Fue uno de los últimos temas que trabajé en la
terapia, dejándolo para después porque no lo consideraba prioritario. Al fin
llegamos a él y de nuevo repasé el sentimiento de traición, dolor, rechazo y
coraje hacia mi abuela, mis tías, tíos y hasta los primos, pues todos sabían de
la otra vida de mi padre y, aunque entendía que no era responsabilidad de ellos
decir la verdad, sí odiaba que cuando mi padre se fue ellos no hubieran tenido
ni la más mínima consideración para al menos hacer una llamada telefónica de
consuelo, de apoyo moral, unas palabras de aliento para decir “lo siento, él es
nuestra familia y lo apoyaremos siempre pero el tiempo que tú fuiste parte de
esta familia te quisimos…”, no sé, cualquier cosa.

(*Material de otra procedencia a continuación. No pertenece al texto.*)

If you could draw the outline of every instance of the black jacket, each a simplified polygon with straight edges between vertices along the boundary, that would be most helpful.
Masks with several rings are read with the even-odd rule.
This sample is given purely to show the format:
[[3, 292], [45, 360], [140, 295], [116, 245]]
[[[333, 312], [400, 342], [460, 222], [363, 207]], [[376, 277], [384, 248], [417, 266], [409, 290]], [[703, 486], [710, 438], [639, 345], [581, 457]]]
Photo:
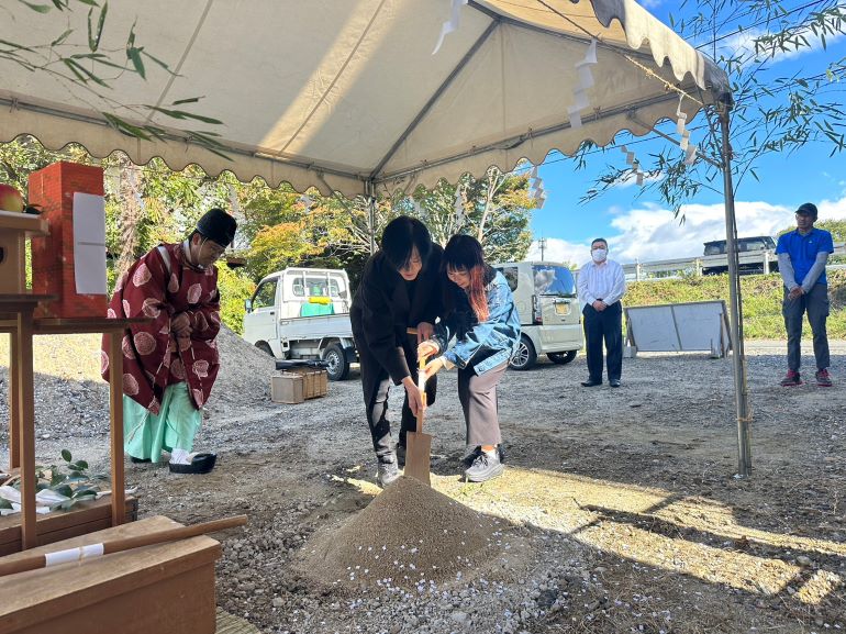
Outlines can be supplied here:
[[413, 282], [402, 279], [382, 252], [367, 260], [350, 311], [356, 345], [367, 348], [359, 349], [363, 376], [376, 369], [364, 367], [367, 358], [375, 359], [396, 385], [416, 376], [409, 369], [416, 359], [416, 345], [405, 331], [420, 322], [434, 324], [441, 315], [443, 254], [433, 245], [426, 266]]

Yo esperaba que al menos mi
abuela, quien pasó por lo mismo y de quien mi madre fue paño de lágrimas,
buscara a mi mamá para confortarla, tal y como ella lo hizo cuando mi abuelo
actuó como mi padre lo estaba haciendo ahora. Pero nada. Entonces yo los
odiaba, que ni se me pararan enfrente. Todo eso lo describí en el ejercicio, y
después describí la forma en que confirmaría cuando hubiera superado ese dolor
y me encontraría en paz. Listo, salí de la sesión y continué mi vida normal.
Pasaron algunas semanas y un día sucedió, me
topé con una de sus hermanas y me saludó, muy feliz de la vida, como si nos
hubiéramos visto el día anterior. Me saludó y se fue, y yo no hice nada pero me
quedé con la sensación de que si no la enfrentaba en ese momento, nunca podría
liberarme, no era suficiente ignorarla. Así que cuando salió del lugar a donde
iba, yo seguía afuera y, armándome de valor y sin pensarlo demasiado, le
pregunté por qué no habían sido capaces, ni ella, ni sus hermanos ni su madre,
de haber buscado a mi madre para saber cómo estaba… palabras más, palabras
menos, me dio sus falsas razones, ilógicas y estúpidas, y ni siquiera me tomé
la molestia de meditarlas. Resumí mis sentimientos en un “no me interesa tu
respuesta, si te lo pregunté fue sólo porque tenía esta pregunta angustiándome
desde hace mucho tiempo, pero ha pasado tanto que de ustedes no me interesa
nada, ni a mi madre…”. Lo que me llamó la atención es que se fue muy molesta,
diciéndome que debía perdonar, que tanto rencor sólo me hacía daño y me
amargaría la existencia. Las mismas palabras que me dijo otra de sus hermanas
cuando me la topé, meses después, al pedirme que habláramos y me negué (ya
había dicho lo que necesitaba decir, no quería desgastarme en hacer preguntas inútiles
de las cuales ya no necesitaba respuesta). Al decirle a esta otra hermana que
no me interesaba ningún tipo de relación con ella ni con nadie de su familia,
se fue diciéndome que debía perdonar, que tanto rencor sólo me hacía daño y me
amargaría la existencia. Curiosamente fueron de nuevo las mismas palabras que
me dijo mi padre en la última comunicación que tuvimos, hace casi un año.
Y no entendieron y no me interesa explicarles,
que no tengo rencor ni odio hacia ellos, que mi vida no se ha amargado, que
pude rescatarme a tiempo y que el ignorarlos y cortar cualquier tipo de
contacto con ellos sólo me ha quitado un gran peso de encima. Ahora ellos no me
interesan, soy indiferente a ellos, no los necesito. No los odio, tan sólo no
los quiero. Y es muy gratificante sentirlo y aceptarlo.